|
|
|
|
|
by ht-syseng
309 days ago
|
|
In the sense that restricting drone use does not destroy assets that were expensive to create and launch, and are currently generating significant value for the American taxpayer and the world. We already paid for them, and now we're maintaining them for next to nothing. Also, note that the yearly maintainance cost is in the same order of magnitude as a single presidential golf trip. TBC, I'm not against presidential leisure, everyone needs a break sometimes - but the cost argument doesn't hold up. Additionally, the migrant crisis is specific to current American political environment. Climate change is an issue which threatens humanity, and even if one is purely self-interested and doesn't care for famines in the third world, will directly cost the taxpayer trillions of dollars of the next century via extreme weather events and relocation/insurance bailouts, and indirectly cost hundreds of billions more via stunted productivity. Restricting drone use for petty political reasons is not equivalent to pro-actively de-orbiting functional satellites that are working to mitigate existential risk. |
|
Realistically, because it is owned by the government, it’s worth exactly what the government says it is. Just ask the Biden administration who sold materials for the border wall far below cost.

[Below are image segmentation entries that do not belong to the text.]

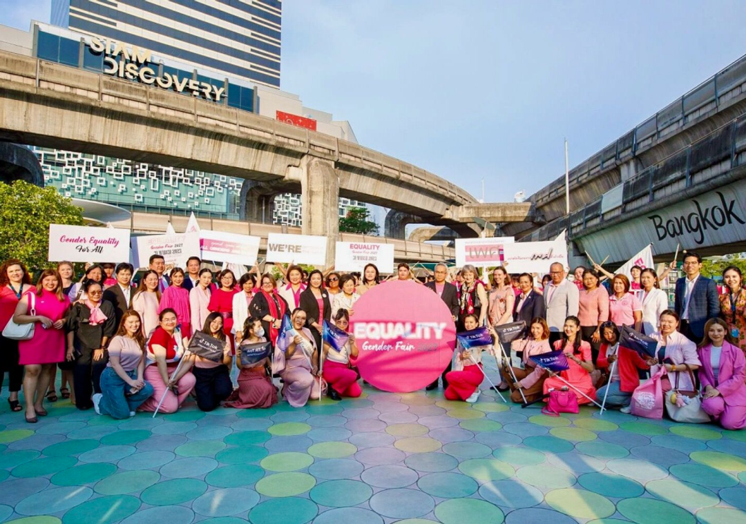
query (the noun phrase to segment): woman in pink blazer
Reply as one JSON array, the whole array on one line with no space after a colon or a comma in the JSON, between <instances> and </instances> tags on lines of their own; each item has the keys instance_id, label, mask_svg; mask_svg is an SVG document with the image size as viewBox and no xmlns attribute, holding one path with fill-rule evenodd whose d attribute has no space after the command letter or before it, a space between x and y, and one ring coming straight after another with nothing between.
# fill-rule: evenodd
<instances>
[{"instance_id":1,"label":"woman in pink blazer","mask_svg":"<svg viewBox=\"0 0 746 524\"><path fill-rule=\"evenodd\" d=\"M746 356L730 338L724 321L707 321L698 350L702 409L726 429L741 429L746 427Z\"/></svg>"}]
</instances>

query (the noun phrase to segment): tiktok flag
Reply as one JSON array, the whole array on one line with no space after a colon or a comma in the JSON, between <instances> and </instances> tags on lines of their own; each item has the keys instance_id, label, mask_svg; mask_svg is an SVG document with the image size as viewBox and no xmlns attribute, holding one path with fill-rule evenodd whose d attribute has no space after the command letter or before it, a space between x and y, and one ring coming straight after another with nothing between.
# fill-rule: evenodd
<instances>
[{"instance_id":1,"label":"tiktok flag","mask_svg":"<svg viewBox=\"0 0 746 524\"><path fill-rule=\"evenodd\" d=\"M456 333L456 339L459 341L461 347L465 350L480 346L492 345L492 336L486 327L477 327L476 329Z\"/></svg>"},{"instance_id":2,"label":"tiktok flag","mask_svg":"<svg viewBox=\"0 0 746 524\"><path fill-rule=\"evenodd\" d=\"M528 357L536 363L540 367L543 367L549 371L560 373L570 369L570 364L567 362L567 357L562 350L550 351L548 353L542 353L534 356Z\"/></svg>"},{"instance_id":3,"label":"tiktok flag","mask_svg":"<svg viewBox=\"0 0 746 524\"><path fill-rule=\"evenodd\" d=\"M642 359L652 359L658 347L658 341L635 331L629 326L622 326L619 345L636 351Z\"/></svg>"},{"instance_id":4,"label":"tiktok flag","mask_svg":"<svg viewBox=\"0 0 746 524\"><path fill-rule=\"evenodd\" d=\"M251 366L269 356L272 345L269 342L242 344L239 346L239 350L241 351L241 365Z\"/></svg>"},{"instance_id":5,"label":"tiktok flag","mask_svg":"<svg viewBox=\"0 0 746 524\"><path fill-rule=\"evenodd\" d=\"M347 332L340 329L336 326L332 326L326 321L324 321L324 324L322 327L322 339L325 344L328 344L334 348L335 351L341 351L342 348L347 344L350 335L347 334Z\"/></svg>"},{"instance_id":6,"label":"tiktok flag","mask_svg":"<svg viewBox=\"0 0 746 524\"><path fill-rule=\"evenodd\" d=\"M511 322L501 326L495 326L495 332L498 334L498 338L501 342L510 344L525 335L526 323L521 321L520 322Z\"/></svg>"}]
</instances>

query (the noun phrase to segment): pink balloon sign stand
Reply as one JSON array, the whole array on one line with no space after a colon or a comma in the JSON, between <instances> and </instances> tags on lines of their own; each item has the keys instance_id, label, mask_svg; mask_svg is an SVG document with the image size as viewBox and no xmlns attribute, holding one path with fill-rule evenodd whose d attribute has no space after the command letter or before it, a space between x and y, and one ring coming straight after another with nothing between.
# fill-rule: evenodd
<instances>
[{"instance_id":1,"label":"pink balloon sign stand","mask_svg":"<svg viewBox=\"0 0 746 524\"><path fill-rule=\"evenodd\" d=\"M387 282L363 295L350 331L360 376L384 391L422 389L448 367L456 347L448 308L436 293L413 282Z\"/></svg>"}]
</instances>

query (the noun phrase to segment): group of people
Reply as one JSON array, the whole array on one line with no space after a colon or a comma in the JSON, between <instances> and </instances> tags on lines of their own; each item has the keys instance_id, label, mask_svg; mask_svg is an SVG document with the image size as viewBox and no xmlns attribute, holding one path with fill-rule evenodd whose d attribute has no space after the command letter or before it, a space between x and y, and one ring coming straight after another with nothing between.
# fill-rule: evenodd
<instances>
[{"instance_id":1,"label":"group of people","mask_svg":"<svg viewBox=\"0 0 746 524\"><path fill-rule=\"evenodd\" d=\"M204 411L221 405L267 408L280 397L298 407L325 394L334 400L360 395L354 336L348 333L346 344L336 350L323 342L322 332L325 322L348 329L357 300L386 281L374 265L360 275L278 265L278 284L272 274L260 274L256 268L239 279L229 269L216 277L196 256L189 259L185 270L174 268L168 275L162 256L154 255L149 262L137 288L134 268L126 262L91 265L80 282L72 282L72 265L60 262L43 271L35 285L20 261L7 260L0 267L0 327L11 320L36 326L30 339L0 340L0 380L7 371L11 409L23 409L18 398L22 380L27 421L46 415L45 398L56 400L57 367L63 372L63 397L71 397L80 409L94 408L115 418L137 410L174 412L190 395ZM686 253L686 276L677 281L675 303L669 309L659 284L669 269L659 277L652 268L635 268L630 280L595 265L577 268L571 280L562 264L553 263L539 285L533 275L511 275L501 266L489 279L482 280L471 265L451 278L446 265L438 264L424 285L448 306L457 331L487 326L495 338L492 346L454 353L441 377L444 395L478 400L484 377L482 350L486 350L500 367L502 382L497 388L510 390L514 402L541 399L569 383L579 403L605 397L606 405L627 411L643 373L664 366L669 376L682 373L683 383L689 379L689 371L697 372L703 409L724 427L742 428L742 276L736 267L726 269L727 292L721 294L712 280L700 274L701 267L698 255ZM404 263L389 279L422 283ZM281 333L286 315L292 329ZM525 336L501 347L494 328L521 321ZM624 326L658 340L655 357L643 359L620 347ZM220 362L189 350L196 331L222 342ZM242 348L263 342L269 342L272 354L242 364ZM553 349L564 352L569 369L554 374L536 367L530 357ZM233 365L237 387L231 379ZM280 388L273 376L279 376ZM666 380L664 388L675 387ZM438 385L436 379L427 389ZM678 387L689 386L695 385Z\"/></svg>"}]
</instances>

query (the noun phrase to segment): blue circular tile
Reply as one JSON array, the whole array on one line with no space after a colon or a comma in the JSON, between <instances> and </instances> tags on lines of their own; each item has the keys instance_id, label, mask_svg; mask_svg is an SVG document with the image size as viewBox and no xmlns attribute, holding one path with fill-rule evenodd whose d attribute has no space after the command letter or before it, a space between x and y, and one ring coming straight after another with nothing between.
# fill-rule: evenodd
<instances>
[{"instance_id":1,"label":"blue circular tile","mask_svg":"<svg viewBox=\"0 0 746 524\"><path fill-rule=\"evenodd\" d=\"M429 495L416 490L384 490L374 494L369 502L380 515L392 519L414 519L427 515L435 508Z\"/></svg>"},{"instance_id":2,"label":"blue circular tile","mask_svg":"<svg viewBox=\"0 0 746 524\"><path fill-rule=\"evenodd\" d=\"M375 487L406 487L417 482L419 476L404 466L376 466L363 472L363 482Z\"/></svg>"}]
</instances>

How does this satellite mitigate existential risk? We already know carbon dioxide contributes to climate change. We should spend money on reducing it, not on costly projects that tell us things we already know.
Speaking of existential risk, the US national debt is a far more urgent and certain risk than climate change. At least decommissioning this satellite helps on that front. How much carbon gets removed from the atmosphere if we keep it operational?